L’Agenzia norvegese per la digitalizzazione, Digdir, ha descritto la campagna come il più grande attacco mai subito dai propri sistemi. Gli autori dell’attacco hanno inondato l’agenzia di traffico dannoso nel tentativo di interrompere i servizi, tra cui una piattaforma che consente ai cittadini di utilizzare un unico accesso per diversi servizi pubblici.
Nonostante la portata degli attacchi, Digdir ha affermato che i propri servizi sono rimasti disponibili per quasi tutto il periodo.
Il gruppo «Server Killers» ha rivendicato la responsabilità su Telegram, affermando che gli attacchi erano una rappresaglia per il rinnovo della cooperazione in materia di sicurezza tra la Norvegia e l’Ucraina. Le autorità norvegesi non hanno confermato l’attribuzione.
L’incidente si inserisce in un contesto di crescente preoccupazione per le attività informatiche e di sabotaggio filo-russe in tutta Europa, con i governi che avvertono che tali campagne vengono sempre più utilizzate per interrompere i servizi pubblici, intimidire la popolazione ed esercitare pressioni sui paesi che sostengono l’Ucraina.
Un attacco informatico mette fuori uso una piccola centrale elettrica nel Regno Unito per quattro giorni
Un attacco informatico ha costretto una piccola centrale elettrica del Regno Unito a rimanere fuori servizio per quattro giorni, spingendo il governo ad avvertire le aziende energetiche della continua minaccia alle infrastrutture critiche.
Il Dipartimento per la sicurezza energetica e l’obiettivo “Net Zero” ha dichiarato che l’incidente ha interessato un generatore di piccole dimensioni e ha sottolineato che non vi era alcun rischio per il sistema energetico britannico nel suo complesso. Per motivi di sicurezza, le autorità non hanno identificato l’impianto coinvolto.
Secondo quanto riportato, l’attacco sarebbe stato sferrato da hacker affiliati al regime iraniano, sebbene le autorità britanniche non abbiano confermato pubblicamente tale attribuzione.
L’incidente si verifica mentre il governo sta rafforzando i requisiti di sicurezza informatica per il settore energetico e sta preparando una nuova strategia di resilienza energetica.
Sebbene la struttura colpita non fosse considerata un servizio essenziale, l’interruzione dimostra come gli attacchi informatici possano comunque causare un impatto operativo significativo. Gli operatori del settore energetico sono incoraggiati a riesaminare la propria resilienza, le capacità di risposta agli incidenti e le misure di protezione contro le emergenti minacce informatiche legate agli Stati.

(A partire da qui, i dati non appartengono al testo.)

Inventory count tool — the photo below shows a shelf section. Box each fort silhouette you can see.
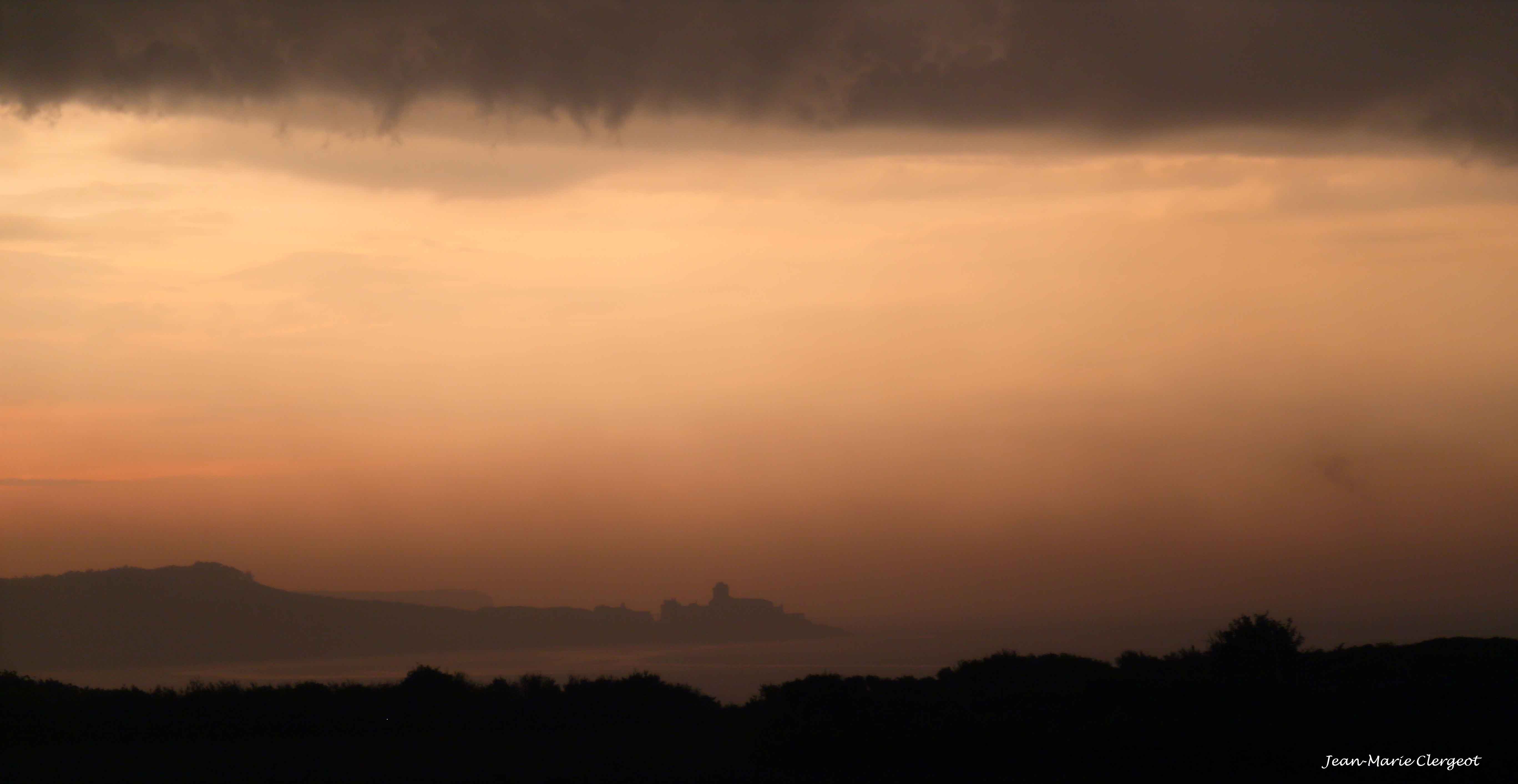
[0,561,844,670]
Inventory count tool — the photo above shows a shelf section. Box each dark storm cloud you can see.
[0,0,1518,150]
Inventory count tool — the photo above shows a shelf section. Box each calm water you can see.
[27,631,1056,702]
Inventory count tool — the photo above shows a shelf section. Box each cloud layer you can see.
[0,0,1518,153]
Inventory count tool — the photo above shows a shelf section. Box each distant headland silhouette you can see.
[0,561,846,669]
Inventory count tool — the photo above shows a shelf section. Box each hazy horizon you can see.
[0,0,1518,655]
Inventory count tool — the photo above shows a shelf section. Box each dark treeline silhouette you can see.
[0,563,843,670]
[303,588,495,610]
[0,614,1518,783]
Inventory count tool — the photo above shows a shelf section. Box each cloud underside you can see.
[0,0,1518,153]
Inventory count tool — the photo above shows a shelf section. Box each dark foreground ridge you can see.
[0,616,1518,783]
[0,563,844,670]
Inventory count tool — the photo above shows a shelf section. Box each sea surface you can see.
[24,631,1069,704]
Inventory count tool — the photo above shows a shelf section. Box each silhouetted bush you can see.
[1207,613,1302,682]
[0,625,1518,783]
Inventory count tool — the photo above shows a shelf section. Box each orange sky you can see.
[0,88,1518,646]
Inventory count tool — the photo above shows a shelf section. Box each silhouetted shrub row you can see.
[0,616,1518,781]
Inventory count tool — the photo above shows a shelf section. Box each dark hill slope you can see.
[0,563,839,670]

Ciò evidenzia inoltre la crescente minaccia informatica che grava sulla tecnologia operativa (OT) e sulle infrastrutture nazionali critiche (CNI), dove gli attacchi possono andare oltre i sistemi IT per compromettere le operazioni fisiche e i servizi essenziali.
Operazione globale delle forze di polizia contro le reti di criminalità informatica dell’Africa occidentale
Le forze dell’ordine di 22 paesi hanno identificato 263 sospetti e arrestato 58 persone collegate a reti di criminalità informatica coordinate da gruppi della criminalità organizzata dell’Africa occidentale.

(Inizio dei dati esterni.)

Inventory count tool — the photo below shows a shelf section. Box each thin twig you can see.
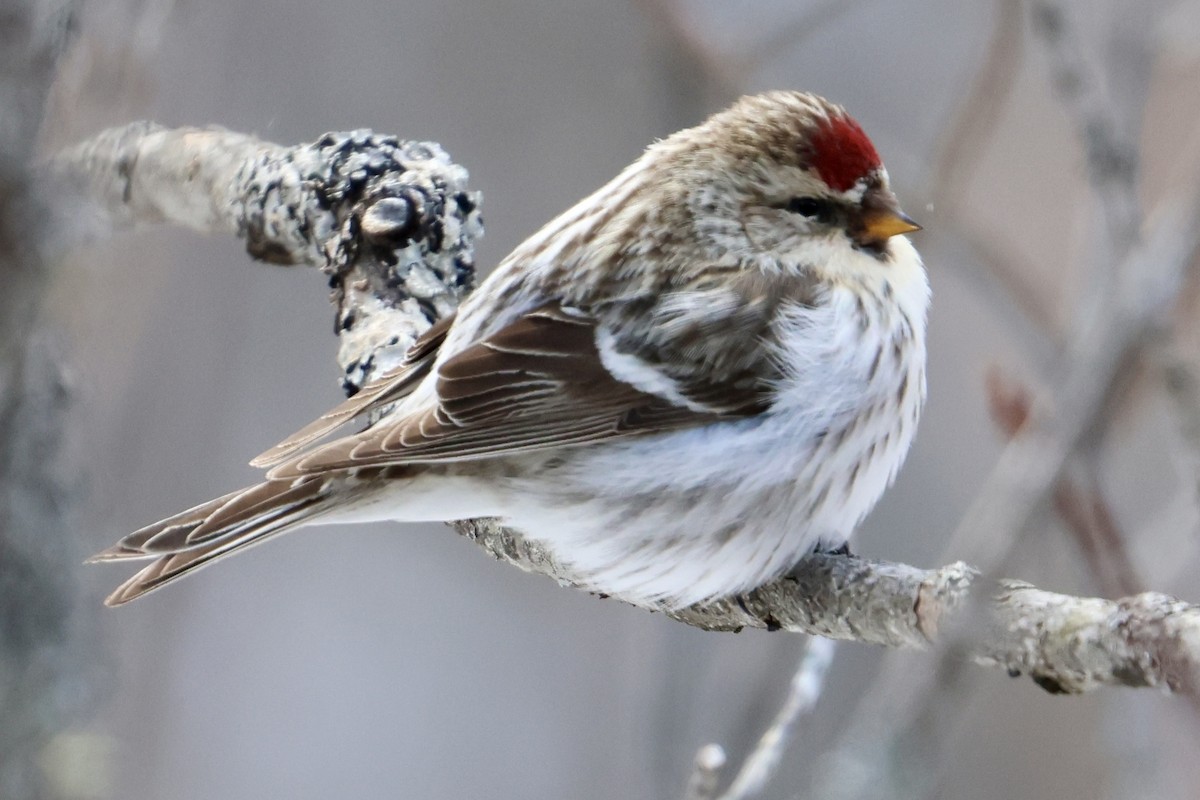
[721,636,836,800]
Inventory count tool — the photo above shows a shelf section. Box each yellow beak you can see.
[863,207,920,242]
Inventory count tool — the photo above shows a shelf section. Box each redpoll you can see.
[96,91,929,607]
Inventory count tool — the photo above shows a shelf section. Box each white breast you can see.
[496,237,929,606]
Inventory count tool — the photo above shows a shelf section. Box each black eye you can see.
[786,197,833,222]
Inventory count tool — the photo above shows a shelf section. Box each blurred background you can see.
[7,0,1200,800]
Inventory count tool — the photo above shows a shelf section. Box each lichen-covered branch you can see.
[50,118,1200,692]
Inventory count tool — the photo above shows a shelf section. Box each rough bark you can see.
[49,124,1200,692]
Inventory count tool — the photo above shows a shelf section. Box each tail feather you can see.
[89,479,330,606]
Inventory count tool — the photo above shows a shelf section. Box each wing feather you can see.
[250,314,454,467]
[269,298,769,480]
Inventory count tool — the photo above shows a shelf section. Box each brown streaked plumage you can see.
[96,92,929,606]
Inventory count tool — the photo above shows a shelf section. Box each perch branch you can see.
[48,124,1200,692]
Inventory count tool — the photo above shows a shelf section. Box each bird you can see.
[92,90,930,609]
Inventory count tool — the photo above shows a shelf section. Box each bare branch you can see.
[55,118,1200,691]
[721,637,836,800]
[683,745,725,800]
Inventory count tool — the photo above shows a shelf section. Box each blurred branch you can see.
[640,0,863,104]
[684,636,836,800]
[0,0,99,799]
[986,369,1142,597]
[50,124,1200,705]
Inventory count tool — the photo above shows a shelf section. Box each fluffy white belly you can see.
[503,381,914,607]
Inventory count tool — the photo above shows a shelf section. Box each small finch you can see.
[95,91,929,608]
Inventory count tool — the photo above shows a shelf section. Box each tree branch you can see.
[48,124,1200,692]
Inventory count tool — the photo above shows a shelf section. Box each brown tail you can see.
[89,477,330,606]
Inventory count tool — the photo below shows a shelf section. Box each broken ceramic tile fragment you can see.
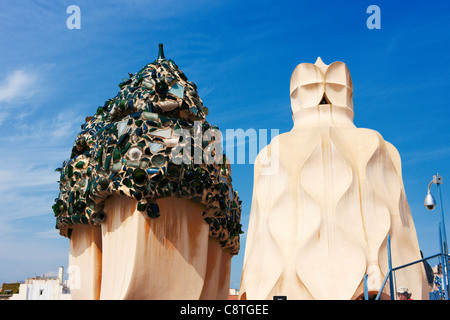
[53,45,242,254]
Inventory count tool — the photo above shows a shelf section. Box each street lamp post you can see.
[424,173,449,300]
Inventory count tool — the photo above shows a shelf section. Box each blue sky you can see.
[0,0,450,288]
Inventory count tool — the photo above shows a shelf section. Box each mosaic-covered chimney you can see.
[53,44,242,299]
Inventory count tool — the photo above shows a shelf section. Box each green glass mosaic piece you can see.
[52,45,242,254]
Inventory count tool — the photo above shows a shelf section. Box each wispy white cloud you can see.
[0,69,37,103]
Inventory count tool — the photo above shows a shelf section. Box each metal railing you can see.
[364,236,450,300]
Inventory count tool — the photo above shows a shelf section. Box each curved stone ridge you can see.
[53,44,242,254]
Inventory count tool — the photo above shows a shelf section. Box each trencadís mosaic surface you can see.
[53,44,242,254]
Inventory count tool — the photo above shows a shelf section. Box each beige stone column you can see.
[240,58,426,299]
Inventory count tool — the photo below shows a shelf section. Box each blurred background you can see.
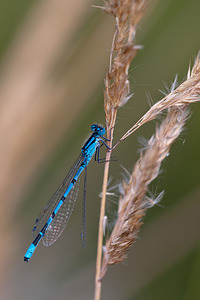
[0,0,200,300]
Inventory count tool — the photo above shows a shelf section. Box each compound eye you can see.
[91,124,97,131]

L’operazione «Jackal IV», coordinata dall’INTERPOL tra novembre 2025 e giugno 2026, si è concentrata sullo smantellamento di reti coinvolte in attacchi di tipo «business email compromise», frodi sugli investimenti, truffe legate alle criptovalute, truffe sentimentali e riciclaggio di denaro.

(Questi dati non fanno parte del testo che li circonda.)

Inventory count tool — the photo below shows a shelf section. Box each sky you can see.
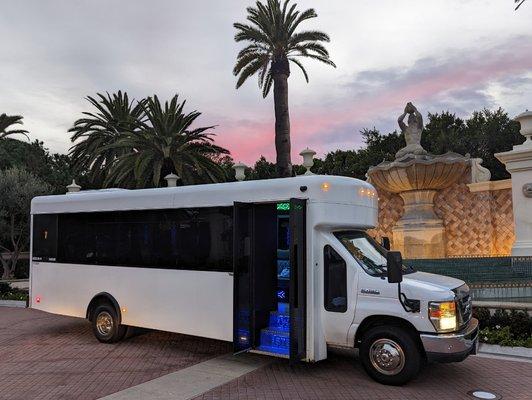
[0,0,532,164]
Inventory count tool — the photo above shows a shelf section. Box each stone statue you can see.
[395,102,427,159]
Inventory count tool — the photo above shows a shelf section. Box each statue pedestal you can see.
[392,190,445,259]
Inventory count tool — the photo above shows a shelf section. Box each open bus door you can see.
[233,199,307,363]
[289,199,307,363]
[233,203,253,354]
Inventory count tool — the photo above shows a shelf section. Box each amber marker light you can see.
[429,301,457,332]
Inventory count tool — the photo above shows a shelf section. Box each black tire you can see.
[91,303,127,343]
[359,326,422,386]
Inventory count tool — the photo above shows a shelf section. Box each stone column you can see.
[495,111,532,256]
[392,190,445,258]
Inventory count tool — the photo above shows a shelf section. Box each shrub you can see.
[479,325,532,347]
[473,308,532,347]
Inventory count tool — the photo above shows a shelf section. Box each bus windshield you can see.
[334,231,415,276]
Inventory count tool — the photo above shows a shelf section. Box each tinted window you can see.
[54,207,233,271]
[335,231,415,276]
[323,245,347,312]
[32,215,57,261]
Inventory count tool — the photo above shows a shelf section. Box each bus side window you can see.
[323,245,347,312]
[32,214,57,261]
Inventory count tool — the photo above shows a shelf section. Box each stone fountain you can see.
[367,103,471,259]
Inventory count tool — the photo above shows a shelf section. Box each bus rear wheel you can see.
[360,326,422,386]
[91,304,127,343]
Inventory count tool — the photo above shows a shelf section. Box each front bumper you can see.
[420,318,478,362]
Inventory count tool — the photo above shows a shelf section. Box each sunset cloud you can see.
[0,0,532,164]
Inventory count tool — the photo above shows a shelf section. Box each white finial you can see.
[233,162,246,182]
[67,179,81,194]
[299,147,316,175]
[515,110,532,148]
[164,174,179,187]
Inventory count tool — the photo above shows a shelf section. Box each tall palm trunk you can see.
[272,58,292,178]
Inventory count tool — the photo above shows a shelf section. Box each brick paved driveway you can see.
[0,307,532,400]
[196,352,532,400]
[0,307,231,400]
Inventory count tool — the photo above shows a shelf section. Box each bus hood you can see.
[401,272,464,301]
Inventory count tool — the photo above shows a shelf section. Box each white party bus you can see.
[30,175,478,384]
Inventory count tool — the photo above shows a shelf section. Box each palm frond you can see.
[233,0,335,97]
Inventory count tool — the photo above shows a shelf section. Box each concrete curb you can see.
[478,343,532,361]
[0,300,26,308]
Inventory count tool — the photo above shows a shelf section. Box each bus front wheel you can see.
[360,326,422,385]
[91,304,127,343]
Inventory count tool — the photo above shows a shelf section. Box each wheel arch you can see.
[355,315,426,356]
[85,292,122,324]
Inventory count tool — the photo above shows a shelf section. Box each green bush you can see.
[479,325,532,347]
[473,308,532,347]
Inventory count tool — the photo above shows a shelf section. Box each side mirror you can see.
[386,251,403,283]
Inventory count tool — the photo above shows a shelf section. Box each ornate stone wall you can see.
[371,171,514,257]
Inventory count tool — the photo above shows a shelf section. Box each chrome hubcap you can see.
[369,339,405,375]
[96,311,113,336]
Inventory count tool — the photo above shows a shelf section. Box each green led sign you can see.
[277,203,290,211]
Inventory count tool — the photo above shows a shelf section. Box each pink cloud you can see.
[217,37,532,164]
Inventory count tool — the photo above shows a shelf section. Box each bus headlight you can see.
[429,301,457,332]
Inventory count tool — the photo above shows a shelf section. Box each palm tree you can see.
[233,0,335,177]
[69,91,144,182]
[106,95,229,187]
[0,114,30,140]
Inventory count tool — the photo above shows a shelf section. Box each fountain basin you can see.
[367,153,470,259]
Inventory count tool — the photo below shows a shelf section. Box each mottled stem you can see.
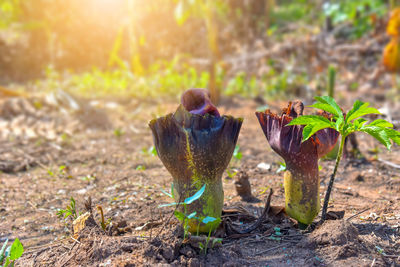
[284,155,320,224]
[320,136,346,224]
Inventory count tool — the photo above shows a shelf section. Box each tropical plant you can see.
[149,89,243,233]
[288,96,400,223]
[256,101,339,225]
[0,238,24,267]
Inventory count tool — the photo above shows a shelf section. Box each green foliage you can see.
[36,57,209,98]
[233,145,243,160]
[140,146,157,157]
[276,161,286,173]
[199,216,222,255]
[323,0,387,38]
[57,197,78,220]
[135,165,146,171]
[288,96,400,149]
[288,96,400,222]
[158,184,206,239]
[114,128,125,138]
[227,68,308,98]
[0,238,24,267]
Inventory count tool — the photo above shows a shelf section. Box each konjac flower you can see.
[256,101,339,224]
[386,8,400,37]
[149,89,243,233]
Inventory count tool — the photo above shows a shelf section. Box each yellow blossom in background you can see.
[383,38,400,72]
[386,8,400,36]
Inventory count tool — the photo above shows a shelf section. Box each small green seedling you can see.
[135,165,146,171]
[288,96,400,223]
[140,146,157,157]
[226,168,238,179]
[197,216,222,255]
[158,184,206,239]
[276,161,286,173]
[57,197,80,220]
[0,238,24,267]
[114,128,125,138]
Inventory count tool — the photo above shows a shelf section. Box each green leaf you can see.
[308,102,339,118]
[368,119,393,128]
[161,189,173,198]
[158,202,184,208]
[171,183,175,198]
[359,125,392,150]
[174,210,186,221]
[184,184,206,204]
[302,123,332,142]
[354,118,367,130]
[10,238,24,260]
[233,145,243,160]
[286,115,334,127]
[314,96,343,117]
[335,117,344,132]
[3,257,11,267]
[0,239,8,264]
[201,216,217,224]
[346,100,381,122]
[385,128,400,146]
[187,214,197,219]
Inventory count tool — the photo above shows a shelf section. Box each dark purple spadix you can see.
[149,89,243,233]
[181,89,220,117]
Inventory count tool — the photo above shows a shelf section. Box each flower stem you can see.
[319,136,346,224]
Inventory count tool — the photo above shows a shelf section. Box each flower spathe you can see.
[149,89,243,232]
[256,101,339,224]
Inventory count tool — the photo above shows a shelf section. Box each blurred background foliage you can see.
[0,0,395,99]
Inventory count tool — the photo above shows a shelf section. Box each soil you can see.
[0,87,400,266]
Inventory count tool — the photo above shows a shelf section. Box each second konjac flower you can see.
[256,101,339,227]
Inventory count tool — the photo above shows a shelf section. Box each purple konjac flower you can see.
[149,89,243,232]
[256,101,339,224]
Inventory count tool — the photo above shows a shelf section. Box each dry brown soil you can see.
[0,93,400,266]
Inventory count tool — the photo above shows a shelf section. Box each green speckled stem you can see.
[284,159,321,224]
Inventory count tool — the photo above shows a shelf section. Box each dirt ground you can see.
[0,87,400,266]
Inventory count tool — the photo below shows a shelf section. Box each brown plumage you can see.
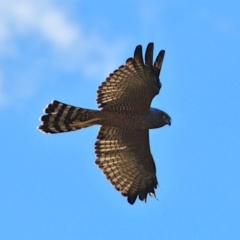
[39,43,171,204]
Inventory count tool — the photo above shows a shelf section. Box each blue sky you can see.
[0,0,240,240]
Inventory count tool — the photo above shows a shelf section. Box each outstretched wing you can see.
[95,126,157,204]
[97,43,165,110]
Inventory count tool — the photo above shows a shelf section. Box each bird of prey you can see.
[38,43,171,204]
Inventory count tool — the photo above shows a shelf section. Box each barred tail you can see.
[38,100,99,133]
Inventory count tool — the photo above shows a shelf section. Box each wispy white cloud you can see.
[0,0,126,109]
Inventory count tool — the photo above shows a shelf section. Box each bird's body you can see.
[39,43,171,204]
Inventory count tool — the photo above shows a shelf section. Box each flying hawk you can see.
[38,43,171,204]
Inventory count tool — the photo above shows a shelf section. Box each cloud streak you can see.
[0,0,125,107]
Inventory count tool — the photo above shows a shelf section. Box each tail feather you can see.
[38,100,97,133]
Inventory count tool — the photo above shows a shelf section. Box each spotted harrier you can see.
[38,43,171,204]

L’operazione ha preso di mira anche “Black Axe”, un’organizzazione criminale informatica associata a frodi finanziarie su larga scala. In Argentina, la polizia ha arrestato 17 persone e collegato 196 sospetti a una rete “Crime-as-a-Service” che forniva domini e supporto per il riciclaggio di denaro.
Le autorità sudafricane hanno arrestato 39 persone, bloccato 257 conti bancari e sequestrato 2,67 milioni di dollari da un’organizzazione criminale che prendeva di mira i pensionati attraverso truffe sugli investimenti e sentimentali.
L’INTERPOL ha affermato che i gruppi criminali stanno sempre più esternalizzando attività chiave tramite fornitori di “Crime-as-a-Service”, sottolineando come la criminalità informatica organizzata stia diventando più specializzata, scalabile e interconnessa a livello internazionale.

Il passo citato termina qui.